You might think being a quitter is easy, but it can actually be one of the most difficult things for some people to do. For me, an accomplished achiever, being able to quit a job that was unfulfilling and change course became possible because of a trifecta of events that diverged.

The trifecta

I was single. This status allowed me to make decisions only considering myself. At this time in my life, I was 32 with no kids and no spouse. It wasn’t that I didn’t want these things. It was that I just hadn’t found my soulmate yet and was still on my own. I did have a mortgage, but it was my townhouse—I could decide to sell if I wanted to get out of it.

My career-dead-ended. I had plateaued as a computer programmer to a point where java script and some of the other languages we started using at work were getting more complex. I had to either get better at them or switch areas. I switched jobs and became more of a report printer.
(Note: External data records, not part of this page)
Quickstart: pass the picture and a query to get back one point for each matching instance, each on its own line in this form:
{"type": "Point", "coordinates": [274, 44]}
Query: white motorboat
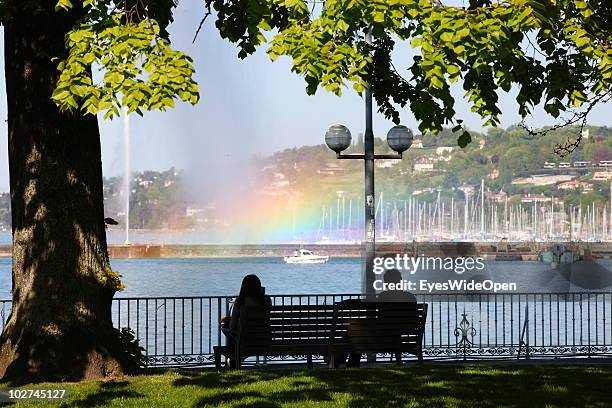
{"type": "Point", "coordinates": [304, 256]}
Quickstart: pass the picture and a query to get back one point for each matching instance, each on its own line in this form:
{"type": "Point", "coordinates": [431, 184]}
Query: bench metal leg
{"type": "Point", "coordinates": [217, 352]}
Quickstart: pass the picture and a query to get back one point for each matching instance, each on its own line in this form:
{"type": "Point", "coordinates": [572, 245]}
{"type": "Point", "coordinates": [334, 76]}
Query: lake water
{"type": "Point", "coordinates": [222, 276]}
{"type": "Point", "coordinates": [188, 327]}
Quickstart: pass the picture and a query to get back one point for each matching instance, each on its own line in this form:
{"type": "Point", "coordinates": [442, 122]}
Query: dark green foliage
{"type": "Point", "coordinates": [131, 347]}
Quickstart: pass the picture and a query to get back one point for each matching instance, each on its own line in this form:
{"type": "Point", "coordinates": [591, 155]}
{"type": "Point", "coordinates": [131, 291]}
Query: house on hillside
{"type": "Point", "coordinates": [602, 175]}
{"type": "Point", "coordinates": [423, 164]}
{"type": "Point", "coordinates": [575, 185]}
{"type": "Point", "coordinates": [387, 163]}
{"type": "Point", "coordinates": [444, 150]}
{"type": "Point", "coordinates": [331, 169]}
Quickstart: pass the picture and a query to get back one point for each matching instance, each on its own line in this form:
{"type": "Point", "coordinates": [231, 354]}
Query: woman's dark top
{"type": "Point", "coordinates": [262, 300]}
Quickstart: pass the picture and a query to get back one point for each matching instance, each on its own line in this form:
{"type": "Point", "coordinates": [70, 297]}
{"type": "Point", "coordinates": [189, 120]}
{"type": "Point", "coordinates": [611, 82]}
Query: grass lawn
{"type": "Point", "coordinates": [424, 386]}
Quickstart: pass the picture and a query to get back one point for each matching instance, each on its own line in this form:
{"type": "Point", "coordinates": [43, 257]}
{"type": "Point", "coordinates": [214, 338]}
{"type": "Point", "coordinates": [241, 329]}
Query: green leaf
{"type": "Point", "coordinates": [465, 139]}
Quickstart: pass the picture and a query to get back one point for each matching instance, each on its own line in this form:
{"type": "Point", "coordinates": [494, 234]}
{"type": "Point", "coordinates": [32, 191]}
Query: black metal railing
{"type": "Point", "coordinates": [182, 331]}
911 happened. I was at work the day the Twin Towers fell. I was leading a training session in Eagan, Minnesota, when someone said the towers just fell down. They think it’s a terrorist attack. We stopped the training session and watched, mouths agape, as the events unfolded on TVs wheeled into our office area. Life changed after that. My perspective changed, knowing all those people’s lives were upended. Or ended. There was before 911, and after 911. The world changed. And I knew I wanted to do something else with my life besides what I was doing, but I wasn’t sure yet how to change course or what I even wanted to do.

Even though I didn’t personally know anyone who died on September 11, 2001, I was still deeply moved by the events. The tragedy caused me to examine my life: what I was doing with it and what I wanted to do with it. I didn’t want to procrastinate and complain about my situation anymore. I wanted to make a change.

The careful plotting began

I’ve always considered myself a “pantser” when it comes to writing. That is, I do not outline, I write by the seat of my pants. However, the thing that made my major life change possible—what made it possible for me to quit—was plotting. I also referred to myself as a calculated risk-taker. So, I would eventually make the leap, but first I would scrimp and save, and plot and plan.

Here’s actually what this looked like:

What finally pushed me over the edge?

I received a bad annual review at work—my first poor review ever, in nearly ten years of exceeding expectations. Translation: My rating for that year was below average of “does not achieve.” This may not seem like a big deal to some people, but to a consistently high achiever, this label is a slap in the face. I love working, and at this point in my life, my work was my identity. My job was what I spent the majority of my days “working at.”

I looked at my savings account and asked myself: How much is enough before making a change? Before taking a leap of faith? I had $40,000 in savings. I decided forty-grand would do. The next day I gave my two weeks’ notice. I left that job and changed course on March 8, 2002.

What happened after that—all the life experiences—how I figured out what I wanted to do with my career, with my time, with my love life—is a longer story of going against the grain.

But none of it would have been possible if I hadn’t become a quitter.

When you get too comfortable, you may not be challenging yourself. A professor once told our class that you should be careful not to be someone who is only “taking up space” at work. I’ve always wanted to be someone making an impact, so I moved on from that job of nearly 10 years and found places to make an impact.